Well, even those four Latin American nations that forbid abortion under any circumstances all provide government-funded family-planning services, the United Nations reported. So do Iran, Bangladesh, North Korea and Timor-Leste, the Southeast Asian country that is the world’s most heavily Catholic state. Only 2 percent of Timorese identify with another faith.

In August, a federal appeals court ruled that Texas can end financing for Planned Parenthood clinics. The state’s Republican-controlled legislature had passed a law last year forbidding state funding for any organization affiliated with abortion providers.

All of this seems to be another big problem for Romney, who has been self-immolating over the last few weeks. A recent Gallup poll showed a continuing gender gap in President Obama’s favor. Female voters preferred Obama by 8 percentage points, and the Democrats are seizing on that, running ads about the Republicans’ “war on women.”

The truth is that if the Republicans got their way, many American women wanting or needing an abortion would certainly turn to back-alley abortionists, which would be an extremely dangerous turn for American society.

“Unsafe abortions continue to be widespread, and nearly all are performed in developing countries” where abortion is restricted, the U.N. said. The World Health Organization reported that in 2003, back-alley practitioners performed 19.7 million abortions worldwide. That number rose to 21.6 million in 2008, the last year for which statistics are available.

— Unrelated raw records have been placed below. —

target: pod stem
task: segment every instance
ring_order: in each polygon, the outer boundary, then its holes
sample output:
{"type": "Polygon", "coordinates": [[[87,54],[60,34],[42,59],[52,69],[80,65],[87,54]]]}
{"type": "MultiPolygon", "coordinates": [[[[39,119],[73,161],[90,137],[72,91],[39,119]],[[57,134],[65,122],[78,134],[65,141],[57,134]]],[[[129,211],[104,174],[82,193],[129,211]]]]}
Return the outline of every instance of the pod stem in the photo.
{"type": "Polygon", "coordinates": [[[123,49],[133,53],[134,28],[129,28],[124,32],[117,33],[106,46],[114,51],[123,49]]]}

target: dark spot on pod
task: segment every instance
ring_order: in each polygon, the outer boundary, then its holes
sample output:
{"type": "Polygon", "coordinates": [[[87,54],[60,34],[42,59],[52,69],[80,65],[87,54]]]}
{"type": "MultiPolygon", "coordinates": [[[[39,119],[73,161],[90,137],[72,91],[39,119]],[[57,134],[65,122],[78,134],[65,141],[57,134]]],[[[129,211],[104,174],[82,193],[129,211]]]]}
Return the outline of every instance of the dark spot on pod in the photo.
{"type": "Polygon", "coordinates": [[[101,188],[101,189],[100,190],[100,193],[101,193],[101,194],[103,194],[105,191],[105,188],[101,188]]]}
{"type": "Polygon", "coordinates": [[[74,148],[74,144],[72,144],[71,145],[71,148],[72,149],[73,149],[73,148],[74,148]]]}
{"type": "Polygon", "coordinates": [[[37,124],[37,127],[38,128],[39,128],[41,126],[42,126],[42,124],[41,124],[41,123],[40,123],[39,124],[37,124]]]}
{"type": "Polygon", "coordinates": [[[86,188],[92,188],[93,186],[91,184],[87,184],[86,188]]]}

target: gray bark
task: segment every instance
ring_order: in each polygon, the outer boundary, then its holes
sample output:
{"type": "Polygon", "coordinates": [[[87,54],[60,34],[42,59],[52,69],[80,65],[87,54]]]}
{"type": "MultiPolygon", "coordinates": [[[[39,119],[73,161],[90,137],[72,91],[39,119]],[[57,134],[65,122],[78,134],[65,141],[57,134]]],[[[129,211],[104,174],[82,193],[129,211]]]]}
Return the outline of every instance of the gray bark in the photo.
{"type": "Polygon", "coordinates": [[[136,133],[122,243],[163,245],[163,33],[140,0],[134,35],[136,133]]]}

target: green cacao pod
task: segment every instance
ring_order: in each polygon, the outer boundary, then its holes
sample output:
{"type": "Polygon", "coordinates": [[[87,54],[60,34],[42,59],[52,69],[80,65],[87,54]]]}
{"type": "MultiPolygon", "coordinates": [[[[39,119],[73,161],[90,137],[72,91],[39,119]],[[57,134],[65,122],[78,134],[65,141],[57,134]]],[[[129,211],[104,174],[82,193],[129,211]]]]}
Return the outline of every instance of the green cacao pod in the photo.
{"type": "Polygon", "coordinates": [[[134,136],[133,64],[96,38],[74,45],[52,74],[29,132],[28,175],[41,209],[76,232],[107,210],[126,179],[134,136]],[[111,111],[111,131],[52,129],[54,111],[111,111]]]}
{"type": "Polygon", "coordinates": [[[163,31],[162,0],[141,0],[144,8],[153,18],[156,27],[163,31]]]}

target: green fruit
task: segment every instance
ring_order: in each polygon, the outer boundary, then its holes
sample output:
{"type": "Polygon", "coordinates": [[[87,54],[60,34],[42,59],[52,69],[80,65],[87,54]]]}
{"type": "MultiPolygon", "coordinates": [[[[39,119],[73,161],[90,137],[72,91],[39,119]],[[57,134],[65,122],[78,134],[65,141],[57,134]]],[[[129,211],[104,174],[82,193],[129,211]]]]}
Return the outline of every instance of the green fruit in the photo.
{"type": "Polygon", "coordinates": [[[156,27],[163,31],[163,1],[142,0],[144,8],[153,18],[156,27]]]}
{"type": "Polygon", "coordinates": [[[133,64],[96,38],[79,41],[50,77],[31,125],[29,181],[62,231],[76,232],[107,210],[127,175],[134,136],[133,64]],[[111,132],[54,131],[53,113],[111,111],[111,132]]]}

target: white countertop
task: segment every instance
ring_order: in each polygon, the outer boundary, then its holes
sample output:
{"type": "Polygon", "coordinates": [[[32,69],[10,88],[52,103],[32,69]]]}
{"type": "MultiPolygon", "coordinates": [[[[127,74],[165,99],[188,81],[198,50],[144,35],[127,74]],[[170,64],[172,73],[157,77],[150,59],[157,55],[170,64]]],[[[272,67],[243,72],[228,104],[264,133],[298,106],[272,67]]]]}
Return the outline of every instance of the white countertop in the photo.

The U.N. added, “globally, it’s estimated that 47,000 women lose their lives each year from the complications from unsafe abortions, almost all of which could have been prevented through better access to sexuality education.”

No other nation in the Western world restricts abortion as severely as the Republican Party platform advocates. In fact, the U.N. study shows that since 1996, far more nations have been liberalizing their abortion policies than restricting them ― by a factor of more than 4-to-1.

However, it also adds that some states impose policy conditions that might not be reflected in actual law, among them a compulsory waiting period, parental or spousal consent, or mandatory counseling. It did not report that any other countries order invasive ultrasound examinations before an abortion is permitted, another favored Republican proposal.

Will the Republicans get their way? Not likely. Most Americans, women particularly, adamantly oppose that.

By Joel Brinkley

Joel Brinkley, a professor of journalism at Stanford University, is a Pulitzer Prize-winning former foreign correspondent for the New York Times. ― Ed.